"What do you mean, Snyder?"

"I mean, you shan't do what I did!" said the woman, clutching her arm—"what I did blindly!"

"You weren't—"

"Married? Never! You didn't know it? I thought you guessed. The others did!"

"No, no! I thought, at times—but I didn't know!"

"Do you know where I had my child?" she said, folding her arms across her heart and flinging back her head as if to breast a storm. "I, nineteen years old, a girl? In a charity hospital, between a black woman and a raging shrieking dago with the fear of death in her! The story? Hell! Any one's story! What does that matter? Anyhow, I believed! I had ideas, like you: liberty, woman same as man. That suited him! It suits them all! What do they risk? Honey, if I told you what I went through those last months, you'd never look at a man again! You think I'm bitter, hard? Yes, I am hard, through and through! And I believed in him. And proud? God! how proud I was!"

"Snyder! Snyder!" She put out her hands as if to ward off the picture that rose luridly to her eyes.

"You don't know—no woman knows what the hell of suffering is," she continued doggedly, "until they're caught, until they've got to bring into the world another soul, and you stand branded, with every tongue against you! God! What a world! You marry—you're safe! You can be a fiend incarnate, lower than the gutter. Nothing to say! But the other?
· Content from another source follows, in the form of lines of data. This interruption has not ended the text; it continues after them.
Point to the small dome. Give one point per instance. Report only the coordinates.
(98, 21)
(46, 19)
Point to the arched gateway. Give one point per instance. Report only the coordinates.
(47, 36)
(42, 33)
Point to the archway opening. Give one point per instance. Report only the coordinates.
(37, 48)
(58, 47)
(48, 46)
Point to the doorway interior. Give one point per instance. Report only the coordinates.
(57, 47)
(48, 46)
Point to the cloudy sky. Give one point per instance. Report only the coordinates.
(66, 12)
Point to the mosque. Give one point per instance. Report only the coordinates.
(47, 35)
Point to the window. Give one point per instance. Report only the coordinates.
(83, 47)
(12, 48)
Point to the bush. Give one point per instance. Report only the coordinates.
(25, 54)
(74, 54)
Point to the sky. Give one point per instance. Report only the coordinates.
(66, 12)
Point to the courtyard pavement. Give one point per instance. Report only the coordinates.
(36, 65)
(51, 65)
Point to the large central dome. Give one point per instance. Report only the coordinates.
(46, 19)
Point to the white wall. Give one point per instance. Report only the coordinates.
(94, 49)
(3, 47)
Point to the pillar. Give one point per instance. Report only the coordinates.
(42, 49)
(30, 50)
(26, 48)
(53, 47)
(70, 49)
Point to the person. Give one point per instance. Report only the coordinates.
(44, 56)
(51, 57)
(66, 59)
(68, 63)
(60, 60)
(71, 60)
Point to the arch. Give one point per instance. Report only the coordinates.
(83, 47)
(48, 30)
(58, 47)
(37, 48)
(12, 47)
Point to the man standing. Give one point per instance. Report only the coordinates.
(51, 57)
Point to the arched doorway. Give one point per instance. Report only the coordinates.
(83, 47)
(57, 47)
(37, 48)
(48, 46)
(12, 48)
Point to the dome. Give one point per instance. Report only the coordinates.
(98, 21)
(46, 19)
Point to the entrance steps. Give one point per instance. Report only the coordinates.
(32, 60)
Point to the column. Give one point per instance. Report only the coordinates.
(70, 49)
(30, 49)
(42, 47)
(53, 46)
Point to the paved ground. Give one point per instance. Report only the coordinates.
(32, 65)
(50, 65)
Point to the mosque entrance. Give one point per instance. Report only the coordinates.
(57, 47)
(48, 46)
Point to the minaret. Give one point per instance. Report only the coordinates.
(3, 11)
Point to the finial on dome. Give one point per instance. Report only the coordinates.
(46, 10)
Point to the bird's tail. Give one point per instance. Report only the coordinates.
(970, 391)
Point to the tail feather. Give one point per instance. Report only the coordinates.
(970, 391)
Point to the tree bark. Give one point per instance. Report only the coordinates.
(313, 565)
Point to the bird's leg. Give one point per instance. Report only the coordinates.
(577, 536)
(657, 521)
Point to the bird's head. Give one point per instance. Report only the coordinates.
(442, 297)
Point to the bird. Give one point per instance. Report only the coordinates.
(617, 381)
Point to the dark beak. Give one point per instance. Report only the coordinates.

To be a girl, to believe, to love, to bear a child, as God intended you to, in love—every one against you, your own family cursin' you, closing the doors on you, telling you to go and starve! Don't talk to me! I know! Marry, honey, marry! You've got to, in this world!"

She was weeping now, and the sight of these unwonted tears on the iron countenance of Snyder terrified Dodo more than all she had heard. She felt now very little, very weak, far from the volatile Dodo of dreams and fantasies.

"Oh, Snyder!" she cried brokenly, "why didn't you tell me before? I've misjudged you so!"